Renato
Muniz B. Carvalho
Tomávamos banho todo dia; as refeições eram feitas à mesa da sala, com os mais velhos; tínhamos nossas responsabilidades em relação aos cômodos onde dormíamos e brincávamos. Os horários definidos para comer, estudar, dormir e brincar eram respeitados. Existiam normas, mas não eram impostas, eram negociadas. Não era perfeito, nem tinha a exatidão de um relógio, mas funcionava. Isso afetava os relacionamentos com as outras pessoas, pois muita gente nos tachava de, no mínimo, excêntricos, mesmo parentes próximos. Alguns nos enxergavam como um bando de bagunçados. Nunca quebrávamos as normas? Quase sempre! Ora, o que é a aprendizagem senão avançar além dos limites? Éramos uma família comum, com seus problemas, fragilidades e dificuldades, mas a maioria das questões polêmicas era resolvida na base da conversa: Posso sair hoje à noite? Que horas devo voltar? Posso dormir na casa do meu colega? Posso viajar com meu tio? Não quero ir à escola hoje. Não estou com fome. Posso ficar pelado no meio da casa? Tentativas, experimentos e verificação dos limites eram relevantes. Em outras palavras: aprendizagem para a vida, com seus inevitáveis erros e acertos. Não foi fácil! As imposições da época exigiam: “regras existem e não devem ser quebradas”. O comportamento padrão e patriarcal reforçou, em muitas pessoas, atitudes amarguradas, desconfiadas, acanhadas, conservadoras. É triste constatar isso.
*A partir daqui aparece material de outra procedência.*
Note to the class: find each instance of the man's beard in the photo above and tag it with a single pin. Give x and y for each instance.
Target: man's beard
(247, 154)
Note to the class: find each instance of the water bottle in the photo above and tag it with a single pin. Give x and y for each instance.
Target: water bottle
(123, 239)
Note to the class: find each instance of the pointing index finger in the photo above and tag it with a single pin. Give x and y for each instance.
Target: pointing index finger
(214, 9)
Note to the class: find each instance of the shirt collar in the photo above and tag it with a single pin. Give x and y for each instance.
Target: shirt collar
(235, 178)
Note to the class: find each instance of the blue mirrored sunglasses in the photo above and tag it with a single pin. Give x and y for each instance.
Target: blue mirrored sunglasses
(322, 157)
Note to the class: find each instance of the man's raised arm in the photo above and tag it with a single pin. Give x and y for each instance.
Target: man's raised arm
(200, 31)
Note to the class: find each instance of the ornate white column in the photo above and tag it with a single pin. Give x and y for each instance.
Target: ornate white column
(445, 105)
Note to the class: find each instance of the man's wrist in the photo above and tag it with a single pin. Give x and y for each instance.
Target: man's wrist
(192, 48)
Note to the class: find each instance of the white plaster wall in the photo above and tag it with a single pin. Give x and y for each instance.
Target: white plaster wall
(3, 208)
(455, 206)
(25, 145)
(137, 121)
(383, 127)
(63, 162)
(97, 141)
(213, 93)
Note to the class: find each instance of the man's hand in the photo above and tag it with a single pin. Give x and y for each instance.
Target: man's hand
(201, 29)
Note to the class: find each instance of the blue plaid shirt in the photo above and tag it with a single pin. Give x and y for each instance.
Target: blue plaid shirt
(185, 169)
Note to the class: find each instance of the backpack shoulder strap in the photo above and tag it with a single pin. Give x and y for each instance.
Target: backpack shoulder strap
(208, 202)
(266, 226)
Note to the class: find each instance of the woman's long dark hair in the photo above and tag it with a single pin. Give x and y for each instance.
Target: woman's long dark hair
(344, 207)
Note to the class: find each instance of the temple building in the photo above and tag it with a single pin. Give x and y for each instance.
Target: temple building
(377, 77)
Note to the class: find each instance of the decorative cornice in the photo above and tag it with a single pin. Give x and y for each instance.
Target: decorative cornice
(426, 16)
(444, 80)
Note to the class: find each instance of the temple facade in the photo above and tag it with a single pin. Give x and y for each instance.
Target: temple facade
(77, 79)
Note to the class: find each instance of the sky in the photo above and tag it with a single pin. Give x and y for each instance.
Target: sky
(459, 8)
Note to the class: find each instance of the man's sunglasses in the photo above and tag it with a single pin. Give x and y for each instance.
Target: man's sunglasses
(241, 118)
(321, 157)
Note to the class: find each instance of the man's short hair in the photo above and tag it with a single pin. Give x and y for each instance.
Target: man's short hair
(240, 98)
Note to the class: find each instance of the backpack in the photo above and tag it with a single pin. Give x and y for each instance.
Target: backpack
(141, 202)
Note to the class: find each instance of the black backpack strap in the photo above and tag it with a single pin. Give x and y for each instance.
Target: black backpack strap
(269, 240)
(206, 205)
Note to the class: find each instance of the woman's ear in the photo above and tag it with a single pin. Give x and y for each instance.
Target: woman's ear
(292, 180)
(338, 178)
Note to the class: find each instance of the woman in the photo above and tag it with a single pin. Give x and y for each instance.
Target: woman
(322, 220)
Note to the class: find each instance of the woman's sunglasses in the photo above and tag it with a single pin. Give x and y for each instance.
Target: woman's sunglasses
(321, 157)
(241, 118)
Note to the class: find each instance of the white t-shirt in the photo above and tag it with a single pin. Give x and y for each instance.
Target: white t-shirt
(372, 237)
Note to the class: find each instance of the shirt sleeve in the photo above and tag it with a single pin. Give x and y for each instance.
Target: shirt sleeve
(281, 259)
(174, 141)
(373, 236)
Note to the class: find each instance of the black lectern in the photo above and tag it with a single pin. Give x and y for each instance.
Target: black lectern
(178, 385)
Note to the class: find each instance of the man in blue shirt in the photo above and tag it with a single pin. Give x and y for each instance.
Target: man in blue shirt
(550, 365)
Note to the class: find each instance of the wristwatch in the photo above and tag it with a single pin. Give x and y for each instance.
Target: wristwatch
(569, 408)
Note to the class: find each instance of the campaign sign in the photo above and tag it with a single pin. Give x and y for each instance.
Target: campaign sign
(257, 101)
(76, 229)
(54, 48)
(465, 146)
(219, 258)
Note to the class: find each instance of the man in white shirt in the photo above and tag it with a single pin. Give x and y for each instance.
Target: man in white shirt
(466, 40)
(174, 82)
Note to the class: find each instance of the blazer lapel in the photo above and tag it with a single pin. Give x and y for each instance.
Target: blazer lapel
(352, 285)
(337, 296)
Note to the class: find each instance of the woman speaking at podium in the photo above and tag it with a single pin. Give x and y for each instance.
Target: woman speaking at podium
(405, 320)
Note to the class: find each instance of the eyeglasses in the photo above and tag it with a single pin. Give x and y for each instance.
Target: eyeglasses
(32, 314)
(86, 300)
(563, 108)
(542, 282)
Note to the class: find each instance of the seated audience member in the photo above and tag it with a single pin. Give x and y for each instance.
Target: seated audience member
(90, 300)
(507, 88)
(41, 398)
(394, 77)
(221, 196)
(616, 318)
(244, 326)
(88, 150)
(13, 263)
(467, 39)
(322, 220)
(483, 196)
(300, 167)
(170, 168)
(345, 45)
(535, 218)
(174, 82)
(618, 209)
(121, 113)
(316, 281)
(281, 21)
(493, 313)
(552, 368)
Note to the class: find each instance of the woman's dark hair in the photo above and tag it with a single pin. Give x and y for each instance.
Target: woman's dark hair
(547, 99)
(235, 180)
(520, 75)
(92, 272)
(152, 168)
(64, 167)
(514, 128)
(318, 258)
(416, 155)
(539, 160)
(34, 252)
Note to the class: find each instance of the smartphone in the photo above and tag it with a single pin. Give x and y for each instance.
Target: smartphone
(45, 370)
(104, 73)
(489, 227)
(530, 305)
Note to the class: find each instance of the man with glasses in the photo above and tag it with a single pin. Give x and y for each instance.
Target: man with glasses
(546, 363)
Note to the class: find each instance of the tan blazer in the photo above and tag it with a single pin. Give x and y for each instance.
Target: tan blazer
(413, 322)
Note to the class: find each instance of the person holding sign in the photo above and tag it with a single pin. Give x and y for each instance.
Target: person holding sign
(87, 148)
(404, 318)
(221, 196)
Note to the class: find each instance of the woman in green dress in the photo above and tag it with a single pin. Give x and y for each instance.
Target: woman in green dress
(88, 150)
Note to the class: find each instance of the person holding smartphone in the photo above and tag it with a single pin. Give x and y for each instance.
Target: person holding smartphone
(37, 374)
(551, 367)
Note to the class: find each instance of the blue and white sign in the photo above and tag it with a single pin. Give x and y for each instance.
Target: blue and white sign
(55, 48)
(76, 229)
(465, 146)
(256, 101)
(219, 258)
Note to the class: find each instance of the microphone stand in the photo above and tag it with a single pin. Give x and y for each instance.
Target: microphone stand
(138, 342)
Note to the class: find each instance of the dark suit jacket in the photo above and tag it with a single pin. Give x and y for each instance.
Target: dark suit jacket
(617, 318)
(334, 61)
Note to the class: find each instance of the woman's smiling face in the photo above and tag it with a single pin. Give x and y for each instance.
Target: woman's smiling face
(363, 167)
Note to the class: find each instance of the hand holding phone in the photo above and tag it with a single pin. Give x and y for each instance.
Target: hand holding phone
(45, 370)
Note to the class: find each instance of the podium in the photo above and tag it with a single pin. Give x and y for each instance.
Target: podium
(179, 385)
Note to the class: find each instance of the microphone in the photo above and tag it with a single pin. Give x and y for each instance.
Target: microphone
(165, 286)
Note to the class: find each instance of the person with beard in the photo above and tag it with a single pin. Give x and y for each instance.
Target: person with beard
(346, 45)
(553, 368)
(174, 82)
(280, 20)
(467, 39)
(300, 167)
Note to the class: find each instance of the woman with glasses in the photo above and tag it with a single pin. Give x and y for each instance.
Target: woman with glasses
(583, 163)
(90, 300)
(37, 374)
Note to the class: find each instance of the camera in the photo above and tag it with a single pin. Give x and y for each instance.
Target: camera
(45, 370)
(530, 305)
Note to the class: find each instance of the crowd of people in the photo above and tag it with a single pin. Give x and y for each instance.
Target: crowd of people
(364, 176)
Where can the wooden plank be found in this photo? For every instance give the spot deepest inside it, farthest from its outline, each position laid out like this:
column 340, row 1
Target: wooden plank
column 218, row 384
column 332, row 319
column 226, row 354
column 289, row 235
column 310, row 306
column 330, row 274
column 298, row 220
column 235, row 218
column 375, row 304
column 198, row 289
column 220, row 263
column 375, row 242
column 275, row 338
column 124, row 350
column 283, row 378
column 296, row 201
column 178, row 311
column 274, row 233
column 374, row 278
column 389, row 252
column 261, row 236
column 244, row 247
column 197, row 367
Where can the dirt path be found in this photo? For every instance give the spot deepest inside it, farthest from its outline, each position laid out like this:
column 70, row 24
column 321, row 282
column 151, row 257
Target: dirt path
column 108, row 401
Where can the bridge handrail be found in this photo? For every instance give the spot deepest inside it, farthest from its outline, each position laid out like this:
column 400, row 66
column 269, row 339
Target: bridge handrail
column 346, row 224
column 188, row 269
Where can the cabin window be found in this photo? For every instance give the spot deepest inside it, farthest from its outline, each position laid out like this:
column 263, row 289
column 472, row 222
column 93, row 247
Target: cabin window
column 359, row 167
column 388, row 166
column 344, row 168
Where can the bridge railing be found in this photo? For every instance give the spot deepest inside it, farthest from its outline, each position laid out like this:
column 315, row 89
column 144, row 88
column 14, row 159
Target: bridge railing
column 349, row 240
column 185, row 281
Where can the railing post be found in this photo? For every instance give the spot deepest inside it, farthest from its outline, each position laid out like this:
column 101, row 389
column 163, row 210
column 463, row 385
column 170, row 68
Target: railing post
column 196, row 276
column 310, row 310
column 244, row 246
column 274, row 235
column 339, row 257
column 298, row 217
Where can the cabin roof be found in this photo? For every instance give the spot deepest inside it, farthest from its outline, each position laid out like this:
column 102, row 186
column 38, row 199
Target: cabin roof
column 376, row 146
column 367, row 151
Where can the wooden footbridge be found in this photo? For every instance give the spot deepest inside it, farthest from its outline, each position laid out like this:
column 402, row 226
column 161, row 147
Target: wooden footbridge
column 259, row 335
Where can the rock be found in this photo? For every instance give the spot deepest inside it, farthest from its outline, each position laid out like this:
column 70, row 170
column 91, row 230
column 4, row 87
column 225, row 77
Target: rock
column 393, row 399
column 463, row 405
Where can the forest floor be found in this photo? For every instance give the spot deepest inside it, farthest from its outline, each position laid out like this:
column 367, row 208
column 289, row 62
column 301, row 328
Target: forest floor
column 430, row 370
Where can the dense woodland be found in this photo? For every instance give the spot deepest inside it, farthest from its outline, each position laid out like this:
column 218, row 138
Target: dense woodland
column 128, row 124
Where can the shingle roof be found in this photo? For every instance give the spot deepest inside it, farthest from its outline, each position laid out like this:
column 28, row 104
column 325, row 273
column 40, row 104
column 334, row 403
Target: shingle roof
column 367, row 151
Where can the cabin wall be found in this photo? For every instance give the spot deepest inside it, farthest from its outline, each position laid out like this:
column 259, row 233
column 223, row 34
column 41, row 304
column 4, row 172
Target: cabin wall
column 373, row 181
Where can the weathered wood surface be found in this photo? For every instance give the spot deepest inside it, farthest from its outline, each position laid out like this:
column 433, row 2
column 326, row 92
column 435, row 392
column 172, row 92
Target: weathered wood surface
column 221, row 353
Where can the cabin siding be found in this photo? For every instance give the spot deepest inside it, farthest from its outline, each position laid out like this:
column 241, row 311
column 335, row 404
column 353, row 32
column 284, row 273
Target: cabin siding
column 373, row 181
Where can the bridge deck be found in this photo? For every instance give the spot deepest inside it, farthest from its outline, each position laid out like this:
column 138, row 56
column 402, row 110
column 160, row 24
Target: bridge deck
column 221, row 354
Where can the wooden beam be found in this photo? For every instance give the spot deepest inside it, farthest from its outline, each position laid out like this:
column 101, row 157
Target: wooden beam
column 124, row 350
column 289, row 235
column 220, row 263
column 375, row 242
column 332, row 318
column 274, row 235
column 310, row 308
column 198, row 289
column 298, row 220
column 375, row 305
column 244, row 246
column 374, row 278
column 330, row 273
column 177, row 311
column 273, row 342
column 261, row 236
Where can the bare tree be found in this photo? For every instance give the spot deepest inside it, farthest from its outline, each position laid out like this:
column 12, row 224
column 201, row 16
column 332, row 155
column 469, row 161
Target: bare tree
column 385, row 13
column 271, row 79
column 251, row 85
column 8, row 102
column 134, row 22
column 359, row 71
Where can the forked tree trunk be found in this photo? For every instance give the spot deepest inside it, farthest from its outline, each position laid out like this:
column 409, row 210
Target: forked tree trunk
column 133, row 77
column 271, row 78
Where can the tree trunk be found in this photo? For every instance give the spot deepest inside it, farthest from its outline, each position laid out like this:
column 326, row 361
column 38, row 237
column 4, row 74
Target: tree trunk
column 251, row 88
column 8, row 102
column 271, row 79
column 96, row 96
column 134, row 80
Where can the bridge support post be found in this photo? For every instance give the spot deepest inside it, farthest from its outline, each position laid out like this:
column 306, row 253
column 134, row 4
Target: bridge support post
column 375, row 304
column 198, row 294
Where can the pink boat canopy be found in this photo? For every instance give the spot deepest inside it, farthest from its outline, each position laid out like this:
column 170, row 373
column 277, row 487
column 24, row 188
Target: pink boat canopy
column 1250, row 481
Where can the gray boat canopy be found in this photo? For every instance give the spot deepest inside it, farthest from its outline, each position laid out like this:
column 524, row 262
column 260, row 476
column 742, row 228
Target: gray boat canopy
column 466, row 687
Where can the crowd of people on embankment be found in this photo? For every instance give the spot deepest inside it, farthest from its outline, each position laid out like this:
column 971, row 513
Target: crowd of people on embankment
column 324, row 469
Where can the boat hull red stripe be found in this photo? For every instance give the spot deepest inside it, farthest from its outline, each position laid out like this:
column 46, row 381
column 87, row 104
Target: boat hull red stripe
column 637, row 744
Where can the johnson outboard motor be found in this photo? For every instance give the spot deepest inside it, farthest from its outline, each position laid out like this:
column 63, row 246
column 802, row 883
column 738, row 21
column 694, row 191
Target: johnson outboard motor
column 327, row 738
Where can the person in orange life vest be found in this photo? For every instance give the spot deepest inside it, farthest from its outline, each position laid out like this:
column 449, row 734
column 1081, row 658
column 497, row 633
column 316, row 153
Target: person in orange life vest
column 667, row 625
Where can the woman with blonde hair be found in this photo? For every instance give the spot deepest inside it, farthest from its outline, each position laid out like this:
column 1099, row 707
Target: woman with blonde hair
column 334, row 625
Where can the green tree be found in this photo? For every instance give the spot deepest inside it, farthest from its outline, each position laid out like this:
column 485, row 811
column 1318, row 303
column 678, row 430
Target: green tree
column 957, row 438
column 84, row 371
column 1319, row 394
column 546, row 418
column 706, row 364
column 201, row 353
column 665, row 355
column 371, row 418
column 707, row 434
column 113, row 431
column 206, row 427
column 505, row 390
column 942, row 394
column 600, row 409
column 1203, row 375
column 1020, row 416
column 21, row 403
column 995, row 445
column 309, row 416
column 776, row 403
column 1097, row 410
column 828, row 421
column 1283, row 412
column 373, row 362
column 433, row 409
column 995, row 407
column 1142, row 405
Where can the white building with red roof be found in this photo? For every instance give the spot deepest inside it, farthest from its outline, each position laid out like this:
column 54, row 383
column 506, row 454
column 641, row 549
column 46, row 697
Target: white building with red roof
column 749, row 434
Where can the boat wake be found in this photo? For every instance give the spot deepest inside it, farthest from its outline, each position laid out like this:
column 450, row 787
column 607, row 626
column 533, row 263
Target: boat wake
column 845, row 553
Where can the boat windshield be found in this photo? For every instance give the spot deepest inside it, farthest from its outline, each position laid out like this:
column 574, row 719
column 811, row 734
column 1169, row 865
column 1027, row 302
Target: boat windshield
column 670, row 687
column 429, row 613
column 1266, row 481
Passar as férias na fazenda do meu avô ampliava a sensação de liberdade. Tínhamos espaço à disposição, contato com árvores, animais, rios, cachoeiras e pessoas diferentes, que ali trabalhavam ou que por ali passavam. A orientação era respeitar e entender as diferenças. Não maltratar o cavalo que nos carregava nos passeios, não estragar troncos nem quebrar os galhos das árvores, não causar danos às plantações, seja na hortinha de couve ou nas extensas lavouras de milho e arroz, e jamais discriminar, humilhar ou debochar das pessoas.
Éramos livres e abertos para indagações e questionamentos diversos. Sabíamos que não viriam safanões ou cara feia por desejar saber como funcionava o mundo, embora soubéssemos que certas perguntas eram inconvenientes para uns, enquanto outras eram restritas ao mundo adulto. Meus pais rebolavam para se desviar das armadilhas pedagógicas quando o assunto era controverso. Política, sexo e religião eram os assuntos mais delicados, mas nunca escamoteados.
De modo geral, salvou-se uma melhor compreensão do mundo e de suas contradições. O melhor de tudo: uma educação não repressora apresenta melhores resultados, mas muita gente não compreende e não está disposta a abrir mão de seu micropoder. É pena!